UW News

January 15, 2009

Henry Louis Gates Jr. to meet with UW law students

Harvard professor Henry Louis Gates, Jr., a leading authority on African American history and culture, will meet with UW School of Law students for an informal Q&A session from 3 to 4 p.m. Friday, Jan. 16, at William H. Gates Hall.


The first African-American to be awarded an Andrew W. Mellon Foundation Fellowship, Gates received his M.A. and Ph.D. in English literature from Cambridge and his B.A. from Yale University. Gates attended Yale with UW School of Law Interim Dean Greg Hicks.


Gates is the Director of the W.E.B. Du Bois Institute for African & African American Research. He is also editor-in-chief of the Oxford African American Studies Center, the first comprehensive scholarly online resource in the field of African American Studies and Africana Studies, and of The Root, an online news magazine of African American news, culture, and genealogy. An influential cultural critic, Gates has written cover stories for Time magazine, articles for the New Yorker, and guest columns in the New York Times.

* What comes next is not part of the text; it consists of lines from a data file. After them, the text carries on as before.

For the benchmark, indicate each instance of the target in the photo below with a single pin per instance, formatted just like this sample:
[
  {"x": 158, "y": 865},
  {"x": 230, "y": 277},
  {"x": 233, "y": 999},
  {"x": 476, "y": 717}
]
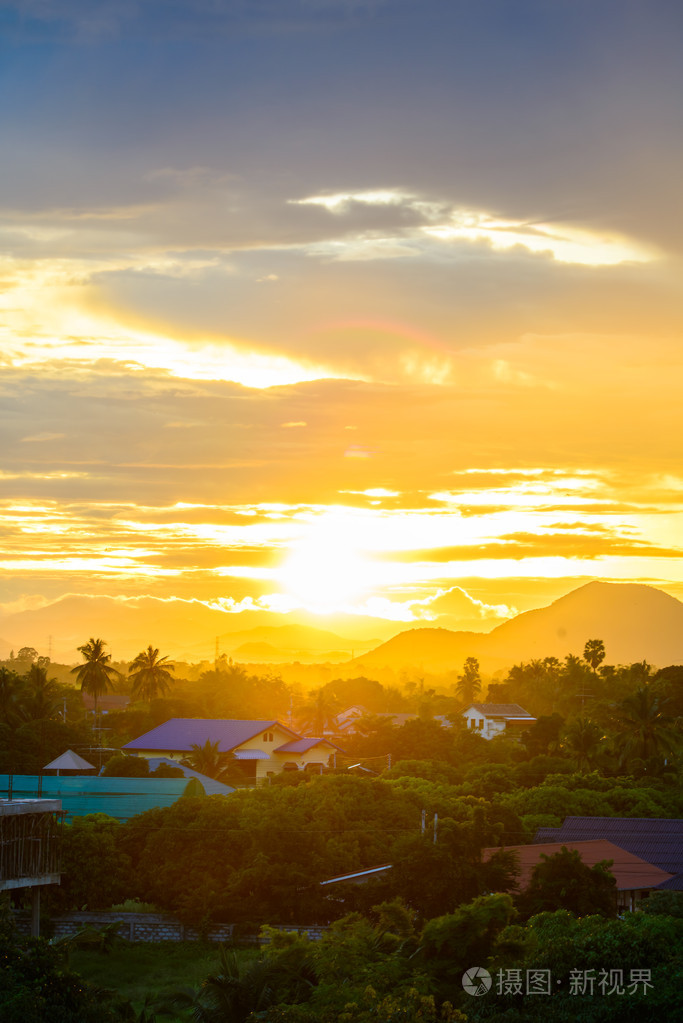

Before joining the Harvard faculty, Gates taught at Yale, Cornell, and Duke. His honors and grants include a MacArthur Foundation Genius Grant, the George Polk Award for Social Commentary, Time magazine’s “25 Most Influential Americans,” a National Humanities Medal, election to the American Academy of Arts and Letters, and 49 honorary degrees.


Gates has been the host and co-producer of African American Lives and African American Lives 2, in which the lineage of notable African Americans, including Oprah Winfrey, is traced using genealogical resources and DNA testing.